These are the stories in Struwwelpeter:
- "Struwwelpeter" (Shock-headed Peter) describes a boy who does not groom himself properly and is consequently unpopular.
- In "Die Geschichte vom bösen Friederich" (The Story of Cruel Frederick), a violent boy terrorizes animals and people. Eventually he is bitten by a dog, who goes on to eat the boy's sausages while he is bedridden.
- In "Die gar traurige Geschichte mit dem Feuerzeug" (The Dreadful Story of Pauline and the Matches), a girl plays with matches and burns to death.
- In "Die Geschichte von den schwarzen Buben" (The Story of the Inky Boys), Nikolas (that is, Saint Nicholas[2]) catches three boys teasing a dark-skinned boy. To teach them a lesson, he dips the three boys in black ink, to make them even darker-skinned than the boy they'd teased.

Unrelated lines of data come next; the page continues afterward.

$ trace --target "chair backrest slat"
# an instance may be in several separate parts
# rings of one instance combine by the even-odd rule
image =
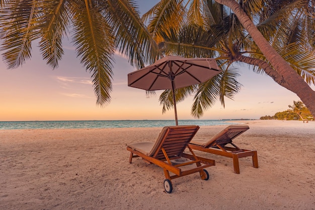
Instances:
[[[248,126],[230,126],[213,137],[205,144],[205,147],[215,146],[216,144],[225,145],[232,142],[241,134],[249,129]]]
[[[180,157],[199,129],[198,126],[177,126],[163,128],[149,155],[165,159],[162,148],[168,156]]]

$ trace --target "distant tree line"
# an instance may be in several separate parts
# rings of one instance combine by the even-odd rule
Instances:
[[[313,120],[309,111],[302,101],[293,101],[293,105],[288,106],[289,109],[277,112],[273,116],[261,117],[260,120]]]

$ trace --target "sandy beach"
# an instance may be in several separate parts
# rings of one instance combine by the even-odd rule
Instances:
[[[215,160],[207,181],[195,173],[172,180],[140,158],[128,163],[128,144],[154,142],[161,128],[0,130],[0,208],[4,209],[314,209],[315,122],[244,121],[250,130],[233,141],[256,150]],[[203,126],[208,139],[226,126]]]

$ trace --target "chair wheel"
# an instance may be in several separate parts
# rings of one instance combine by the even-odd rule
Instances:
[[[172,185],[172,182],[170,179],[165,179],[164,180],[164,189],[165,191],[168,193],[170,193],[173,190],[173,186]]]
[[[203,169],[203,171],[206,174],[206,178],[204,179],[204,180],[207,180],[208,179],[209,179],[209,173],[208,173],[208,171],[207,171],[206,169]]]

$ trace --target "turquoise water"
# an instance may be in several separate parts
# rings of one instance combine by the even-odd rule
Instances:
[[[238,123],[229,120],[179,120],[178,125],[216,126]],[[162,127],[175,125],[175,120],[123,120],[0,122],[0,130]]]

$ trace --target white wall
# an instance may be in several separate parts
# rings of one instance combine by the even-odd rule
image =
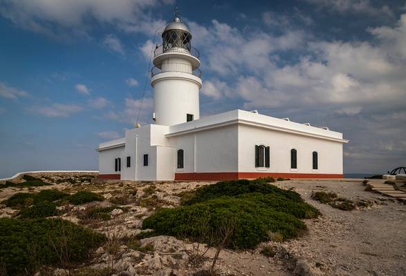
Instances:
[[[270,147],[270,167],[255,168],[255,145]],[[290,169],[290,149],[297,151],[297,169]],[[318,170],[312,152],[318,152]],[[249,126],[239,126],[239,171],[342,174],[342,144]]]
[[[115,170],[115,159],[121,158],[121,169],[125,165],[124,160],[124,147],[110,148],[99,152],[99,173],[100,175],[120,174]]]
[[[176,151],[178,149],[184,150],[185,168],[176,168],[178,172],[237,171],[238,128],[237,125],[176,136],[170,139],[175,146]],[[176,158],[175,152],[175,161]]]

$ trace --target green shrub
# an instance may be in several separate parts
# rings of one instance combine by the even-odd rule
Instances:
[[[311,197],[325,204],[334,201],[338,197],[338,196],[335,193],[313,191]]]
[[[186,201],[185,205],[192,205],[225,195],[232,197],[250,193],[259,193],[264,195],[277,194],[288,199],[303,201],[300,195],[296,192],[282,190],[258,179],[252,181],[241,179],[221,181],[213,185],[198,188],[194,196],[190,196],[190,199]]]
[[[265,183],[274,183],[275,178],[273,177],[259,177],[257,179],[257,181],[263,181]]]
[[[25,206],[26,199],[28,198],[33,199],[34,194],[28,193],[17,193],[11,196],[8,199],[3,201],[7,207],[21,208]]]
[[[43,190],[35,195],[34,203],[37,204],[41,201],[53,202],[66,198],[69,195],[57,190]]]
[[[273,258],[276,255],[276,253],[271,246],[264,247],[261,250],[260,253],[264,256],[269,257],[270,258]]]
[[[82,262],[105,236],[63,219],[0,219],[0,266],[10,276]]]
[[[89,190],[80,190],[69,197],[69,201],[75,205],[103,200],[104,200],[103,197]]]
[[[23,179],[24,179],[25,181],[41,181],[41,179],[28,175],[23,175]]]
[[[19,215],[23,219],[37,219],[58,215],[59,212],[53,202],[41,201],[30,208],[23,209]]]
[[[155,235],[202,239],[213,245],[209,233],[232,221],[235,226],[226,246],[241,249],[269,239],[269,233],[280,233],[284,239],[296,237],[306,228],[299,219],[317,215],[295,192],[257,180],[239,180],[199,188],[185,206],[160,210],[144,220],[142,228],[154,229]],[[204,222],[206,217],[208,223]]]

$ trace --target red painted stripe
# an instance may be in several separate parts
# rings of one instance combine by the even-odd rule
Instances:
[[[234,180],[273,177],[275,178],[343,178],[342,174],[291,172],[177,172],[175,180]]]
[[[98,177],[99,179],[120,179],[121,175],[111,174],[111,175],[99,175]]]

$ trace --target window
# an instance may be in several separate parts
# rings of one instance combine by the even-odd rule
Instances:
[[[296,150],[290,150],[290,168],[297,168],[297,152]]]
[[[144,166],[148,166],[148,155],[144,155]]]
[[[318,164],[318,153],[317,151],[313,152],[313,170],[318,170],[319,168],[319,164]]]
[[[255,167],[269,168],[270,148],[264,145],[255,145]]]
[[[183,150],[178,150],[178,168],[183,168]]]

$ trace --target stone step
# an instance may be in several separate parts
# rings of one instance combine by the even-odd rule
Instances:
[[[395,198],[406,199],[406,193],[403,193],[403,194],[385,193],[385,195]]]
[[[382,192],[383,193],[385,194],[399,194],[399,195],[406,195],[406,194],[400,190],[378,190],[378,192]]]

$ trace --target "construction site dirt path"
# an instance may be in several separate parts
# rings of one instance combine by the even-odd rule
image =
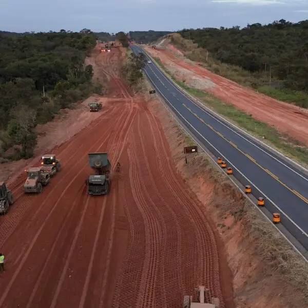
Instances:
[[[117,58],[96,61],[108,67]],[[203,284],[221,308],[233,308],[222,247],[176,172],[161,124],[106,71],[123,98],[53,151],[63,168],[41,194],[24,195],[24,175],[12,187],[16,201],[0,220],[0,306],[178,308]],[[87,153],[95,151],[111,162],[105,196],[86,192]]]
[[[183,56],[176,56],[176,53],[159,48],[153,50],[148,47],[145,48],[154,56],[159,57],[166,67],[174,72],[175,75],[179,75],[176,76],[177,78],[182,79],[181,77],[185,75],[187,84],[189,85],[190,81],[195,79],[202,84],[203,79],[203,89],[205,91],[308,146],[306,109],[257,93],[252,89],[241,86],[211,72],[197,63],[185,60]],[[182,73],[180,72],[181,69],[183,70]]]

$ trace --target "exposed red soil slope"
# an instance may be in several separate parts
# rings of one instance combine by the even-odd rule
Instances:
[[[177,173],[158,119],[119,78],[124,54],[97,54],[119,99],[52,150],[63,169],[43,192],[24,195],[24,175],[11,183],[16,201],[0,219],[2,307],[178,308],[200,284],[222,308],[234,307],[210,222]],[[108,152],[111,162],[107,196],[86,193],[94,151]]]
[[[186,69],[196,76],[210,80],[216,86],[207,86],[204,89],[225,103],[232,104],[256,119],[274,126],[308,146],[308,112],[303,108],[280,102],[248,88],[212,73],[192,61],[185,61],[183,57],[176,56],[169,50],[157,48],[153,50],[146,47],[146,50],[155,56],[159,57],[167,68],[175,66],[180,70]],[[192,78],[192,77],[190,77]],[[188,77],[186,78],[189,84]]]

- "Die Geschichte von dem wilden Jäger" (The Story of the Wild Huntsman) is the only story not primarily focused on children. In it, a hare steals a hunter's rifle and eyeglasses and begins to hunt the hunter. In the ensuing chaos the hare's child is burned by hot coffee.

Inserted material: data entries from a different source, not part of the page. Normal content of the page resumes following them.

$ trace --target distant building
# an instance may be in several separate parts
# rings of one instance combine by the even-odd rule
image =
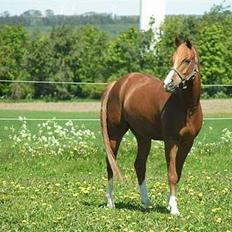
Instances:
[[[165,17],[165,0],[140,0],[140,30],[147,31],[151,20],[154,20],[153,30],[160,27]]]

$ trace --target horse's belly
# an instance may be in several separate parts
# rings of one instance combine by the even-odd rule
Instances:
[[[150,122],[146,119],[133,119],[132,117],[127,120],[130,129],[137,136],[147,137],[150,139],[161,140],[161,124],[157,122]]]

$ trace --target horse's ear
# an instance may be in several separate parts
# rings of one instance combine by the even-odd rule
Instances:
[[[192,48],[192,43],[189,39],[186,40],[186,45],[188,48],[190,48],[190,49]]]
[[[181,40],[178,37],[176,37],[175,43],[176,43],[176,47],[178,48],[181,45]]]

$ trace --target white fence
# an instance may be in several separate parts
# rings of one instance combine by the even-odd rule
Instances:
[[[28,83],[28,84],[67,84],[67,85],[107,85],[106,82],[72,82],[72,81],[27,81],[27,80],[0,80],[0,83]],[[211,85],[202,85],[203,88],[210,88],[210,87],[232,87],[232,84],[211,84]],[[47,120],[54,120],[54,121],[95,121],[98,122],[99,119],[96,118],[24,118],[25,121],[47,121]],[[206,117],[204,118],[205,121],[213,121],[213,120],[232,120],[232,118],[213,118],[213,117]],[[22,121],[20,118],[0,118],[0,121]]]

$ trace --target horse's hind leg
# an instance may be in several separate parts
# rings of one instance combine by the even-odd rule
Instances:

- In "Die Geschichte vom Daumenlutscher" (The Story of Little Suck-a-Thumb), a mother warns her son not to suck his thumbs. However, when she goes out of the house he resumes his thumb sucking, until a roving tailor appears and cuts off his thumbs with giant scissors.
- "Die Geschichte vom Suppen-Kaspar" (The Story of Kaspar who did not have any Soup) begins as Kaspar, a healthy, strong boy, proclaims that he will no longer eat his soup. Over the next five days he wastes away and dies.
- In "Die Geschichte vom Zappel-Philipp" (The Story of Fidgety Philip), a boy who won't sit still at dinner accidentally knocks all of the food onto the floor, to his parents' great displeasure.
- "Die Geschichte von Hans Guck-in-die-Luft" (The Story of Johnny Head-in-Air) concerns a boy who habitually fails to watch where he's walking. One day he walks into a river; he is soon rescued, but his portfolio drifts away.
- In "Die Geschichte vom fliegenden Robert" (The Story of Flying Robert), a boy goes outside during a storm. The wind catches his umbrella and sends him to places unknown, and presumably to his doom.